UN FILM DE ADIL EL ARBI & BILALL FALLAH * par ANTONY PORTIER

Dix-sept ans séparent la dernière aventure de Mike Lowrey et Marcus Burnett et celle qui arrive enfin dans nos cinémas après un long development hell qui aura eu raison de Michael Bay et Joe Carnahan (toujours crédité au scénario après de multiples réécritures). Une très longue gestation qui comme souvent n’est pas très rassurante, les nombreuses franchises à succès ayant tendance à ne pas s’améliorer avec le temps surtout quand elles reviennent après plusieurs décennies d’inactivité. L’absence de Michael Bay, réalisateur des deux premiers opus, avait aussi de quoi surprendre. Comment une saga si marquée par le style du réalisateur peut-elle survivre ? Un Bad Boys sans Bay c’est presque comme Mad Max sans Miller ou Indiana Jones sans Spielberg : on n’en voit pas trop l’intérêt, l’empreinte du metteur en scène faisant partie de l’ADN de Bad Boys dans chaque plan, le pic étant atteint avec le deuxième opus, suite complètement folle autant adorée par les fans du réalisateur (beaucoup le considèrent comme son magnum opus, son chef-d’œuvre absolu) que détestée par presque tous les autres.

 

La question était donc la suivante : est-ce que Bad Boys peut survivre sans le Bayhem ? Adil et Bilall, les deux réalisateurs belges en charge de cette nouvelle aventure, vont tenter d’apporter quelques éléments de réponse.

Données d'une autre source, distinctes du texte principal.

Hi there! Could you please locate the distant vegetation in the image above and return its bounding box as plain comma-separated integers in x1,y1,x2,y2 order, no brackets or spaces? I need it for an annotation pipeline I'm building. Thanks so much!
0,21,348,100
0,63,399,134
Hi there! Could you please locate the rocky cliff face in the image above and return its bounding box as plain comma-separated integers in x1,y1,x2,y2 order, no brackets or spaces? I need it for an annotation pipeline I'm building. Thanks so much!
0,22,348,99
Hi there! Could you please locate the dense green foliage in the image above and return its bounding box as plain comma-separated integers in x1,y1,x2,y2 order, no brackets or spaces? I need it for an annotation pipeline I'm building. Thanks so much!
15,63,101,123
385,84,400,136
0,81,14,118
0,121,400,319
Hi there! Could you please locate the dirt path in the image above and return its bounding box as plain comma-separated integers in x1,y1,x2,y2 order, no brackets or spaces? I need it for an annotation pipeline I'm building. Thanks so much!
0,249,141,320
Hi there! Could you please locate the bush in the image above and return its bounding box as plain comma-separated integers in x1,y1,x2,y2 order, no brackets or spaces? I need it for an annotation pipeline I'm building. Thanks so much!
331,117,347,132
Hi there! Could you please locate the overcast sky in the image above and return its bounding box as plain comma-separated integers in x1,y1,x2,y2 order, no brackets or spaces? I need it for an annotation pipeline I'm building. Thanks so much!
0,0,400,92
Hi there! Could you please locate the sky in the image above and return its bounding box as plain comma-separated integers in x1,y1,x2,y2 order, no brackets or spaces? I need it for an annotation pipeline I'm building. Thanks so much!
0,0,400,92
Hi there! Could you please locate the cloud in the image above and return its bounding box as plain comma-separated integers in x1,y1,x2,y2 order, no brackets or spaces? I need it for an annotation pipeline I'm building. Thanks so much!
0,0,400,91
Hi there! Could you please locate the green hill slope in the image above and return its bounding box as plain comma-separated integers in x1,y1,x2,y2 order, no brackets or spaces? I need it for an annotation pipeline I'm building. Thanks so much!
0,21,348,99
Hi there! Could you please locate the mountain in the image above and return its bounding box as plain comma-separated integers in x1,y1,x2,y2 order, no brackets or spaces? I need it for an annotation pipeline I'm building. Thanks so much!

Adil et Bilall sont des fans des premiers films, c’est évident. Que cela soit l’ambiance colorée et soignée d’un Miami toujours bien mis en valeur, des caméos improbables (on vous laisse la surprise, mais revoir certains visages procure de suite un capital sympathie indéniable), la reprise du thème de Mark Mancina et l’utilisation de certains gimmicks de mise en scène hérités des premiers films démontrent un amour et un respect évident de la franchise. Évidemment, Bad Boys ne serait rien sans ses deux leads, et force est d’admettre que Will Smith et Martin Lawrence sont toujours en forme olympique quand la caméra tourne. Les répliques fusent avec un naturel désarmant, l’humour fait mouche, et les deux acteurs semblent se faire plaisir pendant deux heures. L’alchimie est donc toujours présente, et c’est grâce à eux que le film tient sur des bases très solides, même si malheureusement Will Smith oblige le tout devient vite un Lowrey centric et un moyen de rattraper une carrière en dents de scie après plusieurs échecs au box-office. Et c’est là que Bad Boys For Life perd de précieux points.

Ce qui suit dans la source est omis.